The most common family ailments are cuts and grazes, headaches, coughs, indigestion, insect bites and stomach upsets. All these can be treated from the basic medical kit that you will prepare. By adding a few extras you will also be able to deal with toothaches, temporary constipation, diarrhea, strained muscles and travel sickness. Now that we have identified the type of medicines you require, we will examine what you should keep in the kit…
• Adhesive plaster strips Rolls of various widths, for securing or applying dressings.
• Antiseptic cream Use on cuts and grazes and cover with a dressing. Do not apply cream to burns or scalds.
• Tube of Burnol Use on minor kitchen burns.
• Dettol Use a capful in a mug of water for cleaning wounds.
• Bandages Also used to protect lint dressings. Two rolls one inch wide will meet most needs. A roll of crepe bandage is useful for awkward shapes such as hands and feet.
• Calamine lotion For insect bites, bee and wasp stings, nettle rash and sunburn.
• Elastic plasters (waterproof) A packet of assorted sizes for small cuts and grazes.
• Pain-relieving tablets Paracetamol tablets
• Safety-pins Assorted sizes for securing bandages (nappy pins are a good idea)
• Scissors Blunt-ended for cutting bandages and dressings
• Sodium bicarbonate/Digene For relieving indigestion. This should not be taken regularly as after its beneficial effect has worn off it can produce stomach acid.
• Sterilised lint dressings Various sizes: two large and four medium should do the trick!
• Thermometer Keep this in a metal or plastic tube to prevent breakage. Normal body temperature is 98.4 degrees Fahrenheit or 37.0 degrees Centigrade.
• Tweezers Square-ended for removing thorns and splinters.
• Eye-bath Use with warm water to wash dirt and dust from the eye.
• Cotton wool Can be used to clean wounds or used as a dressing for a sprained ankle, when held in place by a bandage.
• Kaolin-and-morphine mixture For relieving diarrhea.
• Methyl salicylate ointment For easing pain and spasms in strained and bruised muscles.
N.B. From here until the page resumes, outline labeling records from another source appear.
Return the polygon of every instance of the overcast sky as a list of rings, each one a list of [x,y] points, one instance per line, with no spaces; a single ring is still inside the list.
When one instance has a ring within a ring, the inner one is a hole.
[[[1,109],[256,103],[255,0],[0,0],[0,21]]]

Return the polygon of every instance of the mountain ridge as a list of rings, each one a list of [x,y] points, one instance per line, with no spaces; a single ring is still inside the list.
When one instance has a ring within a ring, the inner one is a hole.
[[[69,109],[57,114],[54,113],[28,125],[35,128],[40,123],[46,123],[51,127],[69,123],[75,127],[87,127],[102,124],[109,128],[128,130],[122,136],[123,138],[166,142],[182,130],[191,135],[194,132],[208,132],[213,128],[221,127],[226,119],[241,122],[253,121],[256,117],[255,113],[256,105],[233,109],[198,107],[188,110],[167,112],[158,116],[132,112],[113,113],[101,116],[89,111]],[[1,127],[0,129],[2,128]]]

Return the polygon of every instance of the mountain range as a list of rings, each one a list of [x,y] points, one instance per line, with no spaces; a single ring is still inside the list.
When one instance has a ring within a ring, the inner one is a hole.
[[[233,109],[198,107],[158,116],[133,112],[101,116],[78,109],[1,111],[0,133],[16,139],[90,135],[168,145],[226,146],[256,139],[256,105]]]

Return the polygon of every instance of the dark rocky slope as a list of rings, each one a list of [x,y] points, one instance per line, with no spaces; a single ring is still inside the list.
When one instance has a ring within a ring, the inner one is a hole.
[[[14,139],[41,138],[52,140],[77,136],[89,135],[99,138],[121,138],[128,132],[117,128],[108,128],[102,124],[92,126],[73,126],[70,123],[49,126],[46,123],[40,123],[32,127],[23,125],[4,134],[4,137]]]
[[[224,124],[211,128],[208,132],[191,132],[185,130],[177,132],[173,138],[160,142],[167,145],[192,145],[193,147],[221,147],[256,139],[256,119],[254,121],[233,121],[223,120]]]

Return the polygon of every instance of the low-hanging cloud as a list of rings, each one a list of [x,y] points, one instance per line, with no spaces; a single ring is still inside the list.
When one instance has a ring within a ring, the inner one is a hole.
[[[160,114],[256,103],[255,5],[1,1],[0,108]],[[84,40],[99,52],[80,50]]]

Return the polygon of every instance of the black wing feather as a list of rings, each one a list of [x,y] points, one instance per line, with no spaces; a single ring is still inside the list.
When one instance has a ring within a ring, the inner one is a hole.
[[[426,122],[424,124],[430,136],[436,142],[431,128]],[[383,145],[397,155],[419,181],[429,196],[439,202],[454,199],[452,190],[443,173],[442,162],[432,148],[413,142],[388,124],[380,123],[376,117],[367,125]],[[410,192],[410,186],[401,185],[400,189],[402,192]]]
• Milk of Magnesia For relieving constipation and heartburn.
• Oil of Cloves Paint on the aching tooth for temporary relief.
• Sterilised eye-pad For covering infected eye.
• Sterilised absorbent gauze Use dry to cover a small wound and use wet for cleansing.
• Travel-sickness tablets Take about 30 minutes before starting a journey or as directed.
So now that you have stocked your First Aid kit and kept it in a secure place, remember to check it out every month to see that it is well-stocked and up-dated.